Но в пчелином рое или муравейнике индивид прикован к своему занятию своим строением, а организация относительно неизменна, тогда как гражданская община у человека – это изменчивая форма, открытая для всякого рода поступательного движения. Из этого следует, что в первом случае каждое правило навязывается природой, оно необходимо; тогда как во втором одна-единственная вещь носит природный характер – речь идет о необходимости правила. Стало быть, чем глубже в человеческом обществе мы будем докапываться до корней разнообразных обязанностей, чтобы дойти до обязанности вообще, тем больше обязанность будет стремиться стать необходимостью, тем больше она будет приближаться к инстинкту в своем повелительном характере. И все же было бы глубоким заблуждением относить к инстинкту любую отдельную обязанность, какой бы она ни была. Следует всегда помнить, что никакая обязанность не является инстинктивной по своей сути, но целостность обязанности была бы инстинктивной по происхождению, если бы человеческие общества не были в некотором роде наполнены изменчивостью и умом. Это инстинкт потенциальный, возможный, как тот, что скрывается за привычкой говорить. Мораль человеческого общества в действительности подобна его языку. Следует отметить, что если бы муравьи обменивались знаками, что кажется весьма вероятным, то знак был бы им обеспечен самим инстинктом, заставляющим их общаться между собой. Язык, наоборот, – продукт обычая. Ничто ни в словаре, ни даже в синтаксисе не исходит от природы. Но говорить – естественно, и неизменные знаки природного происхождения, которыми, вероятно, пользуются в обществе насекомых, представляют то, чем был бы наш язык, если бы природа, даровав нам способность говорить, не присоединила к ней эту функцию производства и использования орудия и, следовательно, функцию изобретения, каковой является ум. Будем непрестанно обращаться мысленно к тому, чем была бы обязанность, если бы человеческое общество было инстинктивным вместо того, чтобы быть умным: мы не объясним таким образом ни одну из обязанностей, мы создадим даже ложное представление об обязанности вообще, если будем им ограничиваться. И тем не менее об этом инстинктивном обществе следует думать как о неразлучной паре общества умного, если мы не хотим начинать исследование оснований морали без путеводной нити.

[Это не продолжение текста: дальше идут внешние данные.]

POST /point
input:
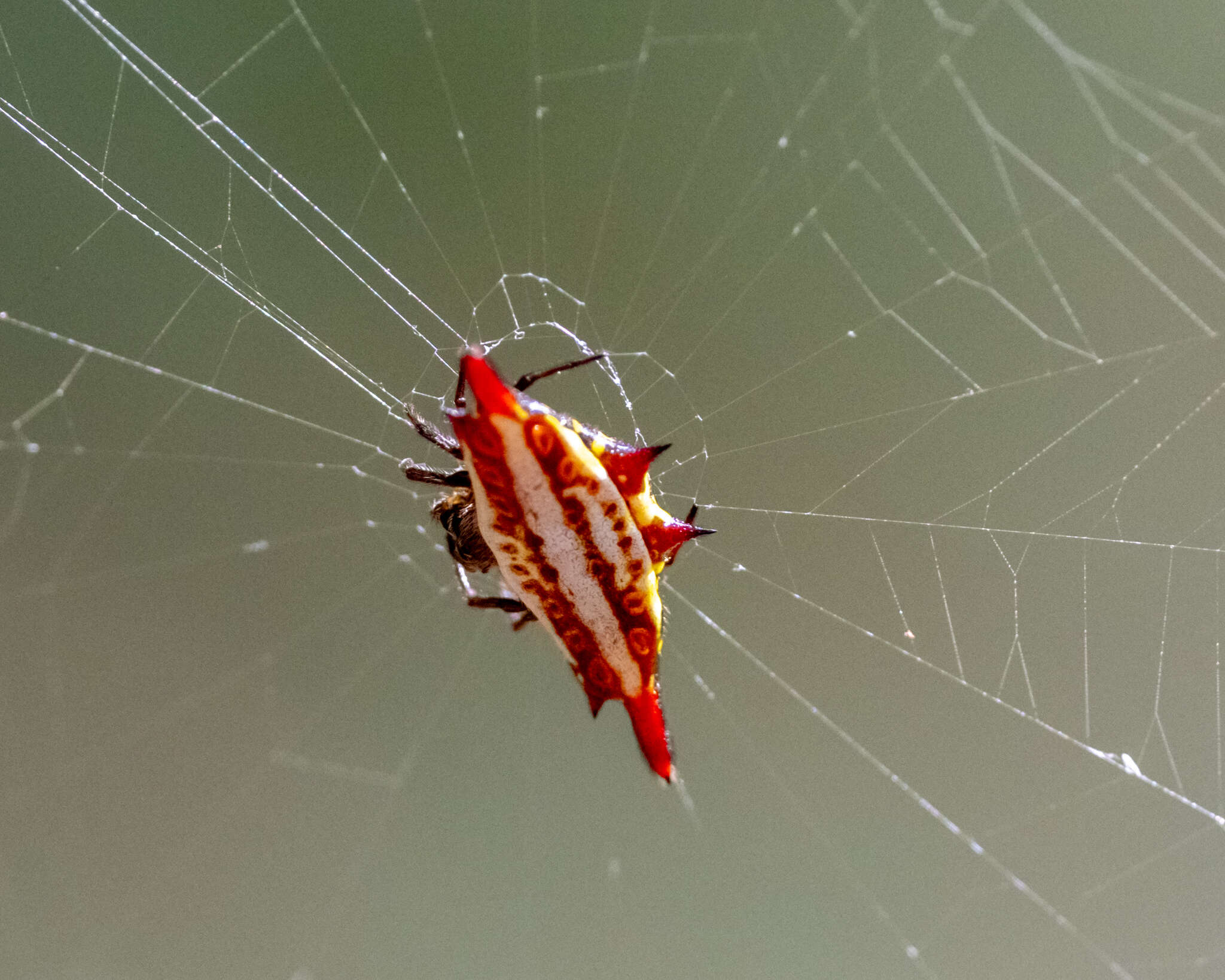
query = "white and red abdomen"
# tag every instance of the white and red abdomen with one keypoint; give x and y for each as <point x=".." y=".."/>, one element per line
<point x="568" y="546"/>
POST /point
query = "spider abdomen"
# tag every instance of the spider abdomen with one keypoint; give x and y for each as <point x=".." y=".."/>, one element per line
<point x="568" y="546"/>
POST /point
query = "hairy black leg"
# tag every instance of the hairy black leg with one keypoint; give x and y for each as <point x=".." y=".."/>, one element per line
<point x="528" y="380"/>
<point x="494" y="602"/>
<point x="422" y="473"/>
<point x="428" y="430"/>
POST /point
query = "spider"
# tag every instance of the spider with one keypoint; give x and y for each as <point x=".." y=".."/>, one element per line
<point x="568" y="516"/>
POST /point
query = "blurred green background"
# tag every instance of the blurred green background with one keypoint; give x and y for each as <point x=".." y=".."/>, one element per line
<point x="927" y="299"/>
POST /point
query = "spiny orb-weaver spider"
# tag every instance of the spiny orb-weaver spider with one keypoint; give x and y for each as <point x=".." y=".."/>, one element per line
<point x="569" y="518"/>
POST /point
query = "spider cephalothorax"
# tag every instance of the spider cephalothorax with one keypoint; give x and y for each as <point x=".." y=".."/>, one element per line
<point x="569" y="518"/>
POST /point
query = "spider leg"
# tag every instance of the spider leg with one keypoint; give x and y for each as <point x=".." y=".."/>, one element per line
<point x="428" y="430"/>
<point x="493" y="602"/>
<point x="422" y="473"/>
<point x="528" y="380"/>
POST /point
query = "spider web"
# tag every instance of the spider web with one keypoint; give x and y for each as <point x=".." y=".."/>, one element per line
<point x="925" y="298"/>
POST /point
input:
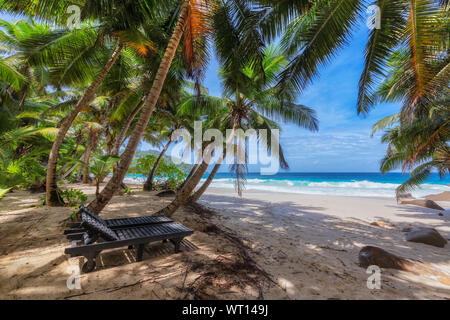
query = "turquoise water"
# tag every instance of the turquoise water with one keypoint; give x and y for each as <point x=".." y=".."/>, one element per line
<point x="328" y="183"/>
<point x="333" y="183"/>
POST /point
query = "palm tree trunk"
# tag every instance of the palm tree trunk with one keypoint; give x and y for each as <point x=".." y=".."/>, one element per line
<point x="53" y="198"/>
<point x="125" y="127"/>
<point x="208" y="181"/>
<point x="191" y="173"/>
<point x="111" y="187"/>
<point x="148" y="185"/>
<point x="185" y="192"/>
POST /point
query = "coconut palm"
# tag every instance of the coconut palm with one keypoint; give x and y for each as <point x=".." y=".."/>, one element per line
<point x="417" y="136"/>
<point x="119" y="20"/>
<point x="193" y="22"/>
<point x="248" y="98"/>
<point x="420" y="145"/>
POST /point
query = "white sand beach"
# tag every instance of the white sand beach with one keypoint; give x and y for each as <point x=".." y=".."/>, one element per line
<point x="310" y="243"/>
<point x="304" y="247"/>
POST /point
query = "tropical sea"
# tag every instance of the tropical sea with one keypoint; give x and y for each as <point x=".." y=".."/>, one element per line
<point x="329" y="183"/>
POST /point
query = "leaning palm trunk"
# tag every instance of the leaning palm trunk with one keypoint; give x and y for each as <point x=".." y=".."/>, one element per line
<point x="208" y="181"/>
<point x="191" y="173"/>
<point x="72" y="169"/>
<point x="148" y="185"/>
<point x="122" y="134"/>
<point x="53" y="198"/>
<point x="185" y="192"/>
<point x="87" y="156"/>
<point x="113" y="185"/>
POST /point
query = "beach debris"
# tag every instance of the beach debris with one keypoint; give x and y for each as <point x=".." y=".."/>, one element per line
<point x="370" y="255"/>
<point x="166" y="193"/>
<point x="428" y="236"/>
<point x="380" y="224"/>
<point x="424" y="203"/>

С этой точки зрения обязанность лишается сбое– го особого характера. Она оказывается тесно связанной с наиболее общими явлениями жизни. Когда элементы, составляющие организм, подчиняются строгой дисциплине, можно ли сказать, что они чувствуют себя обязанными и повинуются социальному инстинкту? Очевидно, нет. Но если этот организм – почти общество, то и пчелиный рой и муравейник – это подлинные организмы, элементы которых связаны между собой невидимыми узами. А социальный инстинкт муравья, – то есть сила, благодаря которой, например, рабочий муравей выполняет работу, к коей он предназначен всем своим строением, – не может радикально отличаться от любой причины, благодаря которой каждая ткань, каждая клетка живого тела функционирует ради благосостояния целого. Впрочем, и в том и в другом случае нет обязанности в собственном смысле; скорее есть необходимость. Но эту необходимость мы замечаем как раз благодаря ее проявлению, несомненно, не реальному, а возможному, потенциальному, в глубинах моральной обязанности. Любое существо чувствует себя обязанным, только если оно свободно, и каждая обязанность, взятая отдельно, сама по себе, заключает в себе свободу. Но существует необходимость в том, чтобы обязанности были. И чем глубже мы спускаемся от этих обязанностей, находящихся на вершине, к обязанности вообще, или, как мы сказали, к целостности обязанности, лежащей в основании, тем больше обязанность выступает для нас как сама форма, которую принимает необходимость в сфере жизни, когда она требует для достижения определенных целей ума, выбора и, следовательно, свободы.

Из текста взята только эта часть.